By 1920 it was apparent that most New Zealanders wanted ANZAC Day observed as a sacred day and later that year the government finally introduced the ANZAC Day Bill with the purpose of legislating the day as a "close" holiday. The bill passed all of its readings with bipartisan support, but at the third reading Prime Minister William Massey removed the words "and in all respects as if ANZAC Day were a Sunday" and amended the bill so that only hotels and race meetings could not operate. The impact of this change, according to Quick March, was to make ANZAC Day 1921 a "muddled holiday". While most businesses closed, some theatres and picture shows had remained open. The day had to be strictly one of sombre mourning, with any form of entertainment being viewed as disrespectful to the dead and their families.
In response to renewed RSA pressure, Minister of Internal Affairs William Downie Stewart, an RSA member himself, successfully introduced the ANZAC Day Amendment Bill in October 1921. He argued that it would answer "a very widespread demand for the reinstatement of the original request of the returned soldiers namely, that the day should be treated as a holy day, as a Sunday".
ANZAC Day 1922 was observed throughout New Zealand as a full statutory holiday; for most people, however, it was a holy day. Another symbol of remembrance the red poppy also made its appearance for the first time this year as a result of the RSA's successful inaugural Poppy Day Appeal on 24 April. After five years of relentless pressure, the RSA could finally herald the day as a "worthy" tribute to the memory of the dead. The sanctification of ANZAC Day had been completed. In pressing this issue the RSA had kept faith with the families of the dead and expressed the feelings of the majority of New Zealanders.

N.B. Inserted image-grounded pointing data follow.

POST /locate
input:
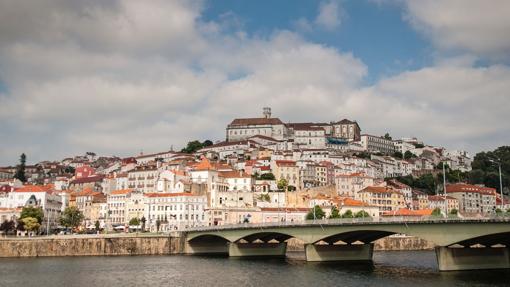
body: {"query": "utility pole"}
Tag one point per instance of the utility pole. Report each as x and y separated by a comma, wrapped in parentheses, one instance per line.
(501, 186)
(48, 224)
(500, 181)
(444, 190)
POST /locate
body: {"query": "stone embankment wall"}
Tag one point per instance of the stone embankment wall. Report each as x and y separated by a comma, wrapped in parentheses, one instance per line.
(385, 244)
(90, 246)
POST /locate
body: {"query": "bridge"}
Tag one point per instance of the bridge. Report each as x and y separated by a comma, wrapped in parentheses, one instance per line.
(462, 243)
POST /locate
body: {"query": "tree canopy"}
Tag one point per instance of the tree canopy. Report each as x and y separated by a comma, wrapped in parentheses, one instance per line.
(20, 169)
(335, 213)
(7, 226)
(436, 212)
(195, 145)
(485, 168)
(31, 223)
(315, 213)
(34, 212)
(71, 217)
(348, 214)
(361, 214)
(282, 184)
(134, 221)
(267, 176)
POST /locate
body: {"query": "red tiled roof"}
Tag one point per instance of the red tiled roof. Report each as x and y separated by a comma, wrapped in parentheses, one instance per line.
(155, 194)
(256, 121)
(285, 163)
(379, 189)
(121, 191)
(233, 174)
(94, 178)
(408, 212)
(6, 188)
(288, 209)
(439, 197)
(462, 187)
(36, 188)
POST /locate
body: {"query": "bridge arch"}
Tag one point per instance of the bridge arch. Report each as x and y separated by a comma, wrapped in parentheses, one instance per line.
(208, 238)
(265, 236)
(488, 240)
(349, 237)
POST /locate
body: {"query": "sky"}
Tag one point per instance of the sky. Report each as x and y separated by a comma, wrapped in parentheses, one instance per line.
(122, 77)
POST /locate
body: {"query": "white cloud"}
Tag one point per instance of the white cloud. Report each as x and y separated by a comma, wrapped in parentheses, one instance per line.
(459, 107)
(330, 15)
(77, 81)
(479, 27)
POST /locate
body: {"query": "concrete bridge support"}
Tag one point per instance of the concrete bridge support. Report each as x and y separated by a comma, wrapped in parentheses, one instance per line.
(451, 259)
(347, 252)
(210, 248)
(257, 249)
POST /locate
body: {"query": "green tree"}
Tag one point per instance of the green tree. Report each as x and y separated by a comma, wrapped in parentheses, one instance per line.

The solemnity as well as sombreness of ANZAC Day 1922 was a far cry from the almost celebratory observance by soldiers in Egypt on the first ANZAC Day back in 1916. After a commemorative service that had included the playing of the Last Post, followed by a holiday, including the playing of football. What had happened in the intervening years? The RSA was keeping faith with the war dead and their families, who required a special day of remembrance. This was the public ritual of ANZAC Day promoted by the RSA, but it also oversaw a private ritual of its own members later in the day. The soldiers' ritual centred on ANZAC Day reunion dinners or more informal gatherings in RSA clubrooms. The themes of comradeship and remembrance permeated this ritual. The soldiers' ritual was not sombre nor greatly spiritual like the public ritual but then returned soldiers did not share the public's mythology of war; only its reality. The talk turned to past mates and wartime events, some of which were best left untold to family and friends. For the returned soldiers themselves, however, these gatherings were just as important as the public ritual was for grieving families, to enable them to remember on this their "one day of the year". What both rituals shared in common was remembrance.